We hypothesised that impairments in neurocognitive functioning particularly in the domains of verbal memory and executive functions would be associated with poor vocational and global outcomes in schizophrenia in both cross-sectional and longitudinal analysis.

Materials and methods

Subjects

The Northern Finland Birth Cohort 1966 (NFBC 1966) is a prospective birth cohort based on 12,058 children with an expected date of birth in 1966 in the provinces of Oulu and Lapland (Rantakallio, 1969).

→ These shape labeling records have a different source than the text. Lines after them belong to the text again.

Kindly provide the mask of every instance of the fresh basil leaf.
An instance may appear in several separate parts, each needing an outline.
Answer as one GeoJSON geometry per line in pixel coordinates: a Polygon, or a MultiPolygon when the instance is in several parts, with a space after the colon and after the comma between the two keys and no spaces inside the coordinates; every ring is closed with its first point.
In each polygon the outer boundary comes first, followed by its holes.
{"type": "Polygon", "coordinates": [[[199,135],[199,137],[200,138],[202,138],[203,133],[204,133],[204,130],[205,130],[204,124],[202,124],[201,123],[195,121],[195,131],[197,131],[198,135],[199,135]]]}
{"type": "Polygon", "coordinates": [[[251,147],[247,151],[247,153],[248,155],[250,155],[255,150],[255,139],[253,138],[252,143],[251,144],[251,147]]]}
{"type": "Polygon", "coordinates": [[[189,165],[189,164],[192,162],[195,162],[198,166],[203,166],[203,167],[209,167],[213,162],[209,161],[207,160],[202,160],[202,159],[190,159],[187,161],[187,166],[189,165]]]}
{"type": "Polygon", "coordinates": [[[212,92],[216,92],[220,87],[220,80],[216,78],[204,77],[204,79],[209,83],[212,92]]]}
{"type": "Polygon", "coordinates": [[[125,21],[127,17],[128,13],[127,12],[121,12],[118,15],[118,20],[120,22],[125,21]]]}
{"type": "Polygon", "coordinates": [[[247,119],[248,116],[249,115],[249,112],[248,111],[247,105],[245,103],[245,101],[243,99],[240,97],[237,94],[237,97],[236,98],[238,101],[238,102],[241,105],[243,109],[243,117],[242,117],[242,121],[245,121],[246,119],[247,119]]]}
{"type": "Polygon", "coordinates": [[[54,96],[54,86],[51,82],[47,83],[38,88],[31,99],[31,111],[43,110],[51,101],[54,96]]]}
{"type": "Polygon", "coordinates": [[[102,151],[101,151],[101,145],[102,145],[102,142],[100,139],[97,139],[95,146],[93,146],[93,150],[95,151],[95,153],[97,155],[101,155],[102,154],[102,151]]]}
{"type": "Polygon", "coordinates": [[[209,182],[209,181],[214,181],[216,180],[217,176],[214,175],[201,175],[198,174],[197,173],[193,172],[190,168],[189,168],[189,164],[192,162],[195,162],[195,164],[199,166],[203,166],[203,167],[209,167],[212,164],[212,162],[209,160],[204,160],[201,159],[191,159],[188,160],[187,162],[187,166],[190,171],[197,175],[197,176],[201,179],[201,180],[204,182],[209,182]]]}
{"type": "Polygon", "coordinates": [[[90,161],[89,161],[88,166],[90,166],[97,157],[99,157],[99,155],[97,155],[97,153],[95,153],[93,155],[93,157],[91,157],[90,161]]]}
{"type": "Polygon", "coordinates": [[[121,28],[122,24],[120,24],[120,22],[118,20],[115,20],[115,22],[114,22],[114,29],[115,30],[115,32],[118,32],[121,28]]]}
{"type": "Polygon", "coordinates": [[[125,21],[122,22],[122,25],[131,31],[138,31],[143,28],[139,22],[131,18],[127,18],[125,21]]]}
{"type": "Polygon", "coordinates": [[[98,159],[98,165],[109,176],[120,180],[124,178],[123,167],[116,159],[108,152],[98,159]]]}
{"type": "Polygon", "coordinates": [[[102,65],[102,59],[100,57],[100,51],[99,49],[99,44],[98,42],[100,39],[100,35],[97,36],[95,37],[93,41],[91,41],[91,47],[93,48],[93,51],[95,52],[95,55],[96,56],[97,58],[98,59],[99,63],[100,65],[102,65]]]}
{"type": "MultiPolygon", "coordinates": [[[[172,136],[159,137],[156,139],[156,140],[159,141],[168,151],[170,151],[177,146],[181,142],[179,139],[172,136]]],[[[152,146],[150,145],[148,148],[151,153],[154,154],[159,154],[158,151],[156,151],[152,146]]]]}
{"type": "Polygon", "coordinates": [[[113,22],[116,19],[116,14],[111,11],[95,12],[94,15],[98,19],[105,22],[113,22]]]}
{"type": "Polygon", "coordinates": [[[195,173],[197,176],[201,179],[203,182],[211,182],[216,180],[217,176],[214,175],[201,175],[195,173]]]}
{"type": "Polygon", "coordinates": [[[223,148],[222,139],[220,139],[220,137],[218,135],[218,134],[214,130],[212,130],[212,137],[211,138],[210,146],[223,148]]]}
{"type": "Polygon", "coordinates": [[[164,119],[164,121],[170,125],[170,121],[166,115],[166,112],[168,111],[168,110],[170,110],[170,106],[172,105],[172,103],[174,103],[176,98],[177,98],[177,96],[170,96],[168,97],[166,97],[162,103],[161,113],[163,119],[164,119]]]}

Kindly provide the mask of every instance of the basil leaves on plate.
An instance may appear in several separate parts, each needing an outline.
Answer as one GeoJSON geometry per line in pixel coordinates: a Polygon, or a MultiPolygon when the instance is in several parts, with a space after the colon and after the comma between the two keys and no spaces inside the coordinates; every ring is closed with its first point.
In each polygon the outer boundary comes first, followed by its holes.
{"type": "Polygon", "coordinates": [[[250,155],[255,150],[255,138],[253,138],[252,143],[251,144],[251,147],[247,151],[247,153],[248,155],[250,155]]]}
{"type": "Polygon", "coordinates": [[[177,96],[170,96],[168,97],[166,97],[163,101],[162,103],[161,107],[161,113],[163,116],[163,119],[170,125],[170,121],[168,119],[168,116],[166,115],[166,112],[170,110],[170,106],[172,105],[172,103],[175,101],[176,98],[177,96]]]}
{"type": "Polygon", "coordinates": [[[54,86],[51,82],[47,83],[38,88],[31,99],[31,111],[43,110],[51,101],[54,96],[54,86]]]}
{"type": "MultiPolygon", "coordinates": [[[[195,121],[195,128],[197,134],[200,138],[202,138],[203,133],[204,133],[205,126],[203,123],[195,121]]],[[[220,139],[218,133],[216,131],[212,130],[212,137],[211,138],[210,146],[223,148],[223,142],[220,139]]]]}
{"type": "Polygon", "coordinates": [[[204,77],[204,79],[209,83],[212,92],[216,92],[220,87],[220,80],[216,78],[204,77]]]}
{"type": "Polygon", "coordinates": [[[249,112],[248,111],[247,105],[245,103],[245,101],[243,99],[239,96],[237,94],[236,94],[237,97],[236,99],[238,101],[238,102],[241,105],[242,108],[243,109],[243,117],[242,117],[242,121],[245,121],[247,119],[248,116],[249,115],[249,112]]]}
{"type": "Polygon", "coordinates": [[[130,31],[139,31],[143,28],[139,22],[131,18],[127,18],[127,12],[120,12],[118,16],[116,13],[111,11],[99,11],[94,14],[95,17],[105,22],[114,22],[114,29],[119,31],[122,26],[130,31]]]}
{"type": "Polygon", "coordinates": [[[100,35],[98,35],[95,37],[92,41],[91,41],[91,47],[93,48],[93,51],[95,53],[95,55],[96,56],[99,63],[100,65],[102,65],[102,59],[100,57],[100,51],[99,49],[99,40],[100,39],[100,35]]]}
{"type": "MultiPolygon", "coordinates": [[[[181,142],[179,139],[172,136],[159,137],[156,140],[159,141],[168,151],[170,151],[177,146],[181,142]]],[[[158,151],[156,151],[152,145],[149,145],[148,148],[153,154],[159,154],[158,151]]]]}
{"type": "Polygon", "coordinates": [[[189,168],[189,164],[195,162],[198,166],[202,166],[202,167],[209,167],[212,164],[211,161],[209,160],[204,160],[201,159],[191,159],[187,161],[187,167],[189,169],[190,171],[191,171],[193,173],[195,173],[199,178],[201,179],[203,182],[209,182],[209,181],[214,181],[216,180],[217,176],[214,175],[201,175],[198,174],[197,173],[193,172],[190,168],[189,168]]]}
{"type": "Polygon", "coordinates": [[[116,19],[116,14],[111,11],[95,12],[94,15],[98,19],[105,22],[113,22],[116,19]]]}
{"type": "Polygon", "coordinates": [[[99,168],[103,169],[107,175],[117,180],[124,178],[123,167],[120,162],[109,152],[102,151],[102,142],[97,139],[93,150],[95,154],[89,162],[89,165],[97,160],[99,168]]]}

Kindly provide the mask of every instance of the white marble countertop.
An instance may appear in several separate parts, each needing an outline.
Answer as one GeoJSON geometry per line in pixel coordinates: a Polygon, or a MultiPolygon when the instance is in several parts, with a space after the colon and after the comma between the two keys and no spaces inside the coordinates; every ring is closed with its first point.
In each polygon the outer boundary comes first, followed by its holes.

The detection of cases and validation of diagnoses are described in detail elsewhere (Isohanni et al., 1997, Moilanen et al., 2003). Briefly, all cohort members appearing on the Care Register for Health Care for a lifetime psychotic episode (n = 145) were invited to participate in a baseline study conducted in 1999–2001 including interviews and neurocognitive testing, and 91 (63%) participated. Altogether 73 received a DSM-III-R (SCID-I; Spitzer et al., 1989) diagnosis of schizophrenia spectrum disorder (61 of schizophrenia). From now on we will address the disorder simply as schizophrenia. Compared to participants, non-participants were more often single and on disability pension, and they had more psychiatric hospitalisations and more often a diagnosis of (narrow) schizophrenia. No differences between the groups were detected in terms of gender, education, unemployment periods, substance abuse, or age of psychosis onset (Haapea et al., 2007). Control subjects were selected randomly from the NFBC 1966 members living in the Oulu area with no history of psychotic disorder. Of the invited 187 subjects, 104 (56%) participated. The control group is used in this study only to assess the normative neurocognitive performance of the Finnish population.

Follow-up examinations were conducted in 2008–2010 and all those who had participated in the baseline study were invited for reassessment. Altogether 43 (59%) individuals with schizophrenia and 73 (70%) controls participated again, also attending neurocognitive testing. The number of individuals in each neuropsychological test varies somewhat, as a few participants did not take part in all three tests. The participants of this study did not differ statistically significantly from subjects who participated in the baseline study but did not return for the follow-up investigation. Factors studied included gender, education, onset age, disability pension, hospitalisations, and baseline scores in the neurocognitive tests and in PANSS, CGI, and SOFAS (data not shown). We also compared our final sample to all other potential participants (non-participants at age 34 years and non-participants at age 43 years who were alive at age 43 years, n = 70). No statistically significant differences (p < 0.05) between the groups were detected in any of the variables studied (gender, onset age, cumulative number of psychiatric hospital days until year 2000, and receiving disability pension due to psychosis; data not shown). All participants signed a written informed consent prior to participation after a complete description of the study. The Ethical Committee of the Northern Ostrobothnia Hospital District has approved and keeps the study design of the NFBC 1966 under review.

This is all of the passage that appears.